It's a Breakthrough killer with tenacious adhesion and better open time. Command is not designed to compete w Scuff X, Advance, or Cabinet Coat. All 3 products have a time & place. Advance & Cabinet Coat are similar because they're housed under two different brands within the Ben Moore family. Expect all Benjamin Moore coatings to tint with Gennex in the next year or so. Command is simply the one-coating-fits-all for facility maintenance (handrails, doors, floor stripes, etc). Could you use it on cabinets? Sure, but I'd stick with spraying it. Not so sure it will have that Distinctness of Image that Advance has.


----------



## vwbowman (May 15, 2017)

*Take COMMAND, one paint to rule them all!*










Touted as the one paint for just about everything!


----------



## cocomonkeynuts (Apr 14, 2017)

vwbowman said:


> Touted as the one paint for just about everything!



your image is broken


----------



## Zoomer (Dec 17, 2011)

Should we wait for Command or should we consider other waterbornes
Target coatings EM6500
KemAqua
Sayerlack
General finishes
Renner
Lenmar duralaq
Aqualiente
Milasei
Just to name a few.
We are really considering EM6500 with their cross linker.
Any opinions?


----------



## Zoomer (Dec 17, 2011)

SWPB said:


> It's a Breakthrough killer with tenacious adhesion and better open time. Command is not designed to compete w Scuff X, Advance, or Cabinet Coat. All 3 products have a time & place. Advance & Cabinet Coat are similar because they're housed under two different brands within the Ben Moore family. Expect all Benjamin Moore coatings to tint with Gennex in the next year or so. Command is simply the one-coating-fits-all for facility maintenance (handrails, doors, floor stripes, etc). Could you use it on cabinets? Sure, but I'd stick with spraying it. Not so sure it will have that Distinctness of Image that Advance has.
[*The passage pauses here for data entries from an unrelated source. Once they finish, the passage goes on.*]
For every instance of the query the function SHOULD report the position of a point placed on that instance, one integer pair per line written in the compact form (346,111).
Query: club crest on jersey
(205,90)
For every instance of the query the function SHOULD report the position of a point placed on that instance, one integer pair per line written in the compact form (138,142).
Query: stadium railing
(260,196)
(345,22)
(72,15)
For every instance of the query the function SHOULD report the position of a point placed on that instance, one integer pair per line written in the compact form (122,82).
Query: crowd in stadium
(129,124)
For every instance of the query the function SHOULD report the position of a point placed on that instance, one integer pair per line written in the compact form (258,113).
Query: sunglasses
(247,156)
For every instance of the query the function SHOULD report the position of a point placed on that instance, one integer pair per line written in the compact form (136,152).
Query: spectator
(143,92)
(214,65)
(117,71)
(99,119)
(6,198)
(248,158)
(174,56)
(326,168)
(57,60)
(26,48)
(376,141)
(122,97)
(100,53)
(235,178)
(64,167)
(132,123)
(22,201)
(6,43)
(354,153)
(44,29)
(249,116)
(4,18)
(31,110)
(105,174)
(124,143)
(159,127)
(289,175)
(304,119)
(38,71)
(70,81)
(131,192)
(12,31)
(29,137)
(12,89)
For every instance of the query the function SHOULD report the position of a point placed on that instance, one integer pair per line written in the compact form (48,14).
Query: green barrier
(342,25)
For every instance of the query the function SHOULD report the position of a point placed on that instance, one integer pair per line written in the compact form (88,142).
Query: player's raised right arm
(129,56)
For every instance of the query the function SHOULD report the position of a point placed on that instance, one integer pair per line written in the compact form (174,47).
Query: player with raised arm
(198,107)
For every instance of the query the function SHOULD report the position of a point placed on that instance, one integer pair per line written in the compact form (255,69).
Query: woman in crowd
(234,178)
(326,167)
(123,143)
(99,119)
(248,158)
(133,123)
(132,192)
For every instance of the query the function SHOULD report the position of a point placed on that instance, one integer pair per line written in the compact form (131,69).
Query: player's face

 Tenacious adhesion. Hmmm🤔
Sounds like it's a Coronado product. Rustscat and Waterborne acrylic alkyd are two of their products that have tenacious adhesion


----------



## stoyania (Mar 10, 2020)

cocomonkeynuts said:


> It's a urethane acrylic. Interior exterior floors DTM cabinets trim. Will hold up to hand oils just fine. Designed for spray application but supposed to be able to roll in small amounts. Tint on GenneX colorants.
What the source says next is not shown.